A necropsy of a golden eagle submitted to Idaho's Wildlife Health Lab confirmed that a second golden eagle has died from West Nile virus. The eagle was found recently near Arrowrock Dam and taken to the lab for testing. Having golden eagles die from West Nile is a new twist in the spread of the virus across the U.S.

Wildlife veterinarian Dr. Mark Drew said, "We know in other parts of the country we've had problems with great horned owls and redtail hawks. We haven't seen that yet in Idaho. What we've seen here is golden eagles."

The virus first appeared in the U.S. in 1999 in New York City and has since swept across the country. The virus is carried by birds but transmitted from host to host by mosquitoes. 608 people have died from the virus, as well as thousands of horses and countless number of birds - primarily ravens, crows, magpies and certain raptors.

Since West Nile is new to North America, animals don't have a natural immunity to the virus. "Because of this, the number of species it is affecting keeps growing," said Drew. "We're up to almost 250 species of birds in this country that it's been found in."

While the virus is affecting a wide range of new species, it hasn't translated into huge die-offs in all these species. The virus primarily affects corvids, such as ravens and crows, and since its arrival in the U.S., several raptor species appear to be especially vulnerable.

If the golden eagle is one of them, Drew said, "It could become an ecological concern, and we don't really understand what the dynamics might be."

This could be particularly worrisome in southwest Idaho, which has a significant number of golden eagles and other raptors nesting and wintering along the Snake River.

To track the impact on Idaho's raptor population, Drew is working with the University of Minnesota and the USGS Raptor Biology Station at Boise State University on surveillance of raptors. "It will focus on golden eagles, barn owls, kestrels and a few other species to see if we can figure out if something is already happening, or if something is poised to happen to these populations in Idaho, " Drew said.

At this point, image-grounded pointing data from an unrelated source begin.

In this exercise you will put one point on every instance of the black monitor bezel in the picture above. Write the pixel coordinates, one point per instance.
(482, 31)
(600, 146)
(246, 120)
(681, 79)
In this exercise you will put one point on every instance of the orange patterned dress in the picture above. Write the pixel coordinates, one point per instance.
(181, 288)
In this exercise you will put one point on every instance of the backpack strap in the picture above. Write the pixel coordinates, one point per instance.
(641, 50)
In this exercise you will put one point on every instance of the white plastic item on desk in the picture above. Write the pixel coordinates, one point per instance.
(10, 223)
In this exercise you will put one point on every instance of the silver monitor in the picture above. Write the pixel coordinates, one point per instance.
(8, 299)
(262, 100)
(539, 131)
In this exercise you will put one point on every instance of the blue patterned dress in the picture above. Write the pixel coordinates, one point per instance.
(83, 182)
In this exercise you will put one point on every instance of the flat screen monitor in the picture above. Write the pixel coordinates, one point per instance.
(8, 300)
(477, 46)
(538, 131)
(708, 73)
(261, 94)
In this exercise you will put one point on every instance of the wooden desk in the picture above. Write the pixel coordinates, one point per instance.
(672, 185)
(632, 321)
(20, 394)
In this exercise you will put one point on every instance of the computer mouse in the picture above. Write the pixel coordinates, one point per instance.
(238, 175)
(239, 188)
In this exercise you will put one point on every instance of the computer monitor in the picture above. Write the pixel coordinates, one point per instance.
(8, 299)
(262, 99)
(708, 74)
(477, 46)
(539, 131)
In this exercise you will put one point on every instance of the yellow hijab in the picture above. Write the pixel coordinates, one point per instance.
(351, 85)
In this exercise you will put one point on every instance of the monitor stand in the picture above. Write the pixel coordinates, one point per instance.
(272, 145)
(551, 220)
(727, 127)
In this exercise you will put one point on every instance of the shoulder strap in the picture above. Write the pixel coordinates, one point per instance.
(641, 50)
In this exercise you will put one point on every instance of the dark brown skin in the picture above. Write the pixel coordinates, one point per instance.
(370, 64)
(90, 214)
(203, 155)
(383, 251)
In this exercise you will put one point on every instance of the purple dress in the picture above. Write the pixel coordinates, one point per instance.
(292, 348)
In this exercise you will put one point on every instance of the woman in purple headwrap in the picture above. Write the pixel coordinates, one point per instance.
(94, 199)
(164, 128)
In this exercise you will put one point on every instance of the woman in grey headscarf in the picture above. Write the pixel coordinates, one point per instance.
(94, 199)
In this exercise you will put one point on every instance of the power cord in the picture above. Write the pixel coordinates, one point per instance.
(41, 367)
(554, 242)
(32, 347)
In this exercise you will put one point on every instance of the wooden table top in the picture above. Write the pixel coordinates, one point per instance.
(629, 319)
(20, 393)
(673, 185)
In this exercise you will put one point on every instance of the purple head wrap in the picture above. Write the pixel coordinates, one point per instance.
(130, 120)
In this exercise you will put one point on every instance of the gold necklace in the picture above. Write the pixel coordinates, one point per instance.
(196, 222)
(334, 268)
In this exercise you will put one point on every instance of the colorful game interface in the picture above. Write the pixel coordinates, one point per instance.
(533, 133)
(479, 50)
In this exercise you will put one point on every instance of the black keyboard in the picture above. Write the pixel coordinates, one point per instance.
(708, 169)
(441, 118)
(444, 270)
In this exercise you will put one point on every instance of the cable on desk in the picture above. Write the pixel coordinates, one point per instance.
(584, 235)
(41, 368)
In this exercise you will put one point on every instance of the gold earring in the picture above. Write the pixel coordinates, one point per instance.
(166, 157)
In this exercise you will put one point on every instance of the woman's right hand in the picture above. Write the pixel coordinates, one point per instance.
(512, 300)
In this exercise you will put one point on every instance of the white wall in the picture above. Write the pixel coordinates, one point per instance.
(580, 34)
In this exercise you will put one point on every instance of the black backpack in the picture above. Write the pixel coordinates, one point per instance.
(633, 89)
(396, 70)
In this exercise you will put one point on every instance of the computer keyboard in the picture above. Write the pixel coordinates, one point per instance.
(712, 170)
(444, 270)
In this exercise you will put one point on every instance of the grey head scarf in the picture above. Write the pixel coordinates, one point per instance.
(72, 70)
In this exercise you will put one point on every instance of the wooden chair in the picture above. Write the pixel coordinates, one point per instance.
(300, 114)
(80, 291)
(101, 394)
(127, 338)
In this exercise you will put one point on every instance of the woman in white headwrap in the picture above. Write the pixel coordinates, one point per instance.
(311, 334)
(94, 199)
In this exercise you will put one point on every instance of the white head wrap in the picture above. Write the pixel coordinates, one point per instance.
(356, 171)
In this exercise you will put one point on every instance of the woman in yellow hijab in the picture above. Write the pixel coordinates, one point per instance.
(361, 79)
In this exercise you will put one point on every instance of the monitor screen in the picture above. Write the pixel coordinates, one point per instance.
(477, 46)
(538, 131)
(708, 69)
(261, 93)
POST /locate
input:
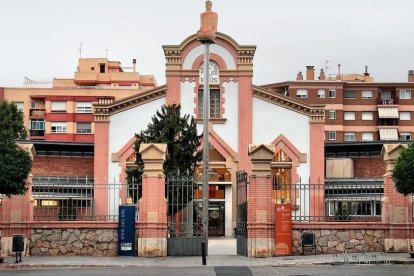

This surveillance will be part of a larger effort already in place to monitor distribution of West Nile virus in Idaho. For the last several years, the Idaho Department of Health and Welfare and Idaho Department of Fish and Game have worked together in tracking the rise and spread of the virus in Idaho. Part of the surveillance depends on the public to report dead and dying birds. Drew said this is basically a phone call to Idaho Fish and Game that says, "I found or saw such-and-such a bird in such-and-such a place, on such-and-such a date."

In addition, people are encouraged to submit bird carcasses to be tested for West Nile virus. This is the only way to know for sure if the virus is the cause of death.

When collecting sick or dead birds, certain precautions should be used including the use of gloves and double bagging the carcass in plastic bags. Birds should be submitted for testing within twenty four hours of death. People who have birds to submit for testing should take them to an Idaho Fish and Game office or a local conservation officer.